The concurrent fan-out path invokes _execute_steps from worker threads, which
calls the engine's on_step_start callback (the CLI sets it to a console.print
lambda). Concurrent invocation could interleave/garble progress output. Guard
the call with a WorkflowEngine._callback_lock so callbacks are serialized;
the lock is uncontended for sequential runs.

* feat(workflows): re-raise worker exceptions in-place to preserve traceback

In _run_fan_out's concurrent path, a worker exception was stashed in first_exc
and re-raised after the loop. Re-raise it from within the except block with a
bare `raise` (after cancelling outstanding futures) so the original traceback is
preserved, and drop the now-unneeded first_exc variable. The ThreadPoolExecutor
__exit__ still joins any already-running workers before the exception escapes.

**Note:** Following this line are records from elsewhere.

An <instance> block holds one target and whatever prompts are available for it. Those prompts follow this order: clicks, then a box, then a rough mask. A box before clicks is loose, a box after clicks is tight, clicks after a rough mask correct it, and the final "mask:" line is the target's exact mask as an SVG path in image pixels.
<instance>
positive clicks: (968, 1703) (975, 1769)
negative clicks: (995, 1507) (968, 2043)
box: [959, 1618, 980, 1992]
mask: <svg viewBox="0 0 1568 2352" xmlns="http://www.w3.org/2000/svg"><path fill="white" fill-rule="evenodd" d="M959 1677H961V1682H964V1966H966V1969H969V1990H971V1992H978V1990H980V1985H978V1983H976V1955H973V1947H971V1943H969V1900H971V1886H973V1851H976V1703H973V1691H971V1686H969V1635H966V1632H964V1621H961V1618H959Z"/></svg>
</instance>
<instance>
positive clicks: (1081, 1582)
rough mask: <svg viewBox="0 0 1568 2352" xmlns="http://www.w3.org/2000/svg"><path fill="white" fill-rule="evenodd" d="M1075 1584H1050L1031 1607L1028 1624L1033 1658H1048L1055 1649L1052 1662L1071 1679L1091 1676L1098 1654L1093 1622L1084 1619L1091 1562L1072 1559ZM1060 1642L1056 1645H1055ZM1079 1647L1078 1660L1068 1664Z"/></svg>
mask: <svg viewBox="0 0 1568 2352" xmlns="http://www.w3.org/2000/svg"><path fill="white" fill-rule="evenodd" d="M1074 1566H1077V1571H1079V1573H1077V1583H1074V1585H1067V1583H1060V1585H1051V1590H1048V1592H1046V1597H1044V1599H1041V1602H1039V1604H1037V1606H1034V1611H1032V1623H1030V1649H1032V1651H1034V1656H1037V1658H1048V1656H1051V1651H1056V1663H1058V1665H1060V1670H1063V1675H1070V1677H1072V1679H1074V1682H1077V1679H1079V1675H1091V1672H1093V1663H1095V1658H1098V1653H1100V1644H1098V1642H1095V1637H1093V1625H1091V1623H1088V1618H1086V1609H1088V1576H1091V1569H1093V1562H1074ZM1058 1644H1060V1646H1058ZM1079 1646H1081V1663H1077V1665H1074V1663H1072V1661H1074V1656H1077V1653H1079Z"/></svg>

* feat(workflows): lock final fan-out status, drop redundant output write, bound workers

Address third review pass:

- Remove the unlocked `context.steps[step_id]["output"] = …` writes in the
  fan-out parent update. context.steps[step_id] is the same dict object that
  set_step_output() updates under the run lock, so the direct (unsynchronized)
  mutation was redundant.
- Preserve sequential halt semantics under concurrency: a later in-flight item
  could overwrite state.status after the halting item was identified. _run_fan_out
  now derives the halting item's run status (item_halt_status, replacing the bool
  item_halted) and restores it after the pool joins, so the final status is the
  first halting item's outcome.
- Bound the pool: workers = min(max_concurrency, len(items)) and early-return for
  empty items, so a user-controlled max_concurrency can't over-allocate threads.

Add coverage that an earlier PAUSED item's status wins over a later concurrent
FAILED item.

* feat(workflows): avoid unlocked context.steps writes when it aliases step_results

On a resume run, StepContext is built with steps=state.step_results, so the two
direct `context.steps[...] = ...` writes mutated the shared dict outside the run
lock and could race save(). Route both through a new _record_result helper that
mirrors into context.steps only when it is a distinct object (a fresh run) and
otherwise relies solely on record_step_result's locked write.